Le indiscrezioni, di quelle che fanno tremare, sono state lanciata da Gabriele Parpiglia, giornalista, nonché uno dei massimi esperti di gossip nazionali e, nemmeno a dirlo, hanno lasciato tutti letteralmente senza parole.
Parpiglia ha parlato di una somma pazzesca, 500mila euro per Stasi… ma a cosa è associato tutto questo denaro? Dal momento che il delitto di Garlasco è uno dei casi più mediatici della cronaca nazionale, la notizia ha immediatamente alimentato curiosità e interrogativi.

C’è chi si chiede cosa è successo in queste ultime ore e quali elementi inediti potrebbero ancora emergere con ulteriori dichiarazioni che l’esperto del gossip potrebbe rivelare… di quelle che fanno tremare, che scuotono e dividono la pubblica opinione, da sempre schierata o con lui o contro di lui e a favore di Andrea Sempio.
Tutti i dettagli sui 500mila euro per Alberto Stasi con una bomb* lanciata da Gabriele Parpiglia.

Il tempo passa ma la pubblica opinione non dimentica quanto accaduto a Chiara Poggi.
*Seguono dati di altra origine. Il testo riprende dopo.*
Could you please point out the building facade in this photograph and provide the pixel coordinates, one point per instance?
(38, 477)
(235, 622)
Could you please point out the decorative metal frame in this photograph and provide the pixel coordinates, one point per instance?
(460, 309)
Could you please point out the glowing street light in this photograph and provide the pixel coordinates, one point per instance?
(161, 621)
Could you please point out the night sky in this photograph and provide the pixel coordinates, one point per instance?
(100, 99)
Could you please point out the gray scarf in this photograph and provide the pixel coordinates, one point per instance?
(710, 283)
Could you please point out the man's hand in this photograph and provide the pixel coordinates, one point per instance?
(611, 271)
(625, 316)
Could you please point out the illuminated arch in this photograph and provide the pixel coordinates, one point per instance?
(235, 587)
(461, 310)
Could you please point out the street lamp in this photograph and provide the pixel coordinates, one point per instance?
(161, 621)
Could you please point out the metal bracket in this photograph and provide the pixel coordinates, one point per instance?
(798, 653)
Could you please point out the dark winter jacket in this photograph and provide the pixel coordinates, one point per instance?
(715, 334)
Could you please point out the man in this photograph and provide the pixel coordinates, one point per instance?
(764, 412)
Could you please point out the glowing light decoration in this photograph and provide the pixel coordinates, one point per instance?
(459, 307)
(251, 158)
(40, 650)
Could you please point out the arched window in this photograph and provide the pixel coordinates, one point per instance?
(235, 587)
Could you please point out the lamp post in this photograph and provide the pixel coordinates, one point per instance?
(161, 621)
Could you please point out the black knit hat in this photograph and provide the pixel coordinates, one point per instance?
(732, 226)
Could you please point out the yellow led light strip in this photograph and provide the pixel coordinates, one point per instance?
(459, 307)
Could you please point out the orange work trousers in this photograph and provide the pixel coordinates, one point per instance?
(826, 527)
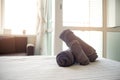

Il caso di Garlasco, a distanza di quasi 20 anni, torna al centro dell’attenzione con due produzioni destinate a raccontare il delitto di Chiara Poggi da prospettive differenti. A rivelarlo è il giornalista Gabriele Parpiglia, che parla di accordi già definiti.
La società Groenlandia starebbe sviluppando una docu-serie dedicata ad Alberto Stasi, condannato in via definitiva per l’assassinio della giovane. Secondo l’indiscrezione, Stasi comparirebbe personalmente davanti alle telecamere, senza essere interpretato da alcun attore.
Sempre secondo quanto riportato, l’intesa economica per la concessione dei diritti della sua vicenda supererebbe i 500 mila euro. L’avvocato Antonio De Rensis, interpellato sulla notizia, ha però smentito l’esistenza dell’accordo dichiarando: «Non mi risulta».

L’uscita della docu-serie non sarebbe comunque imminente. La pubblicazione sarebbe prevista nel 2028, anche perché l’inchiesta continua a evolversi. Parallelamente, infatti, resta aperto il procedimento che vede Andrea Sempio iscritto nel registro degli indagati nell’ambito dei successivi sviluppi investigativi.
Nel frattempo anche Colorado Film avrebbe acquisito i diritti del libro Il ragionevole dubbio di Garlasco, scritto dal magistrato Stefano Vitelli, il giudice che nel 2009 assolse Alberto Stasi in primo grado. Due progetti differenti, dunque, che promettono di riportare al centro del dibattito uno dei casi giudiziari più discussi e controversi della cronaca italiana.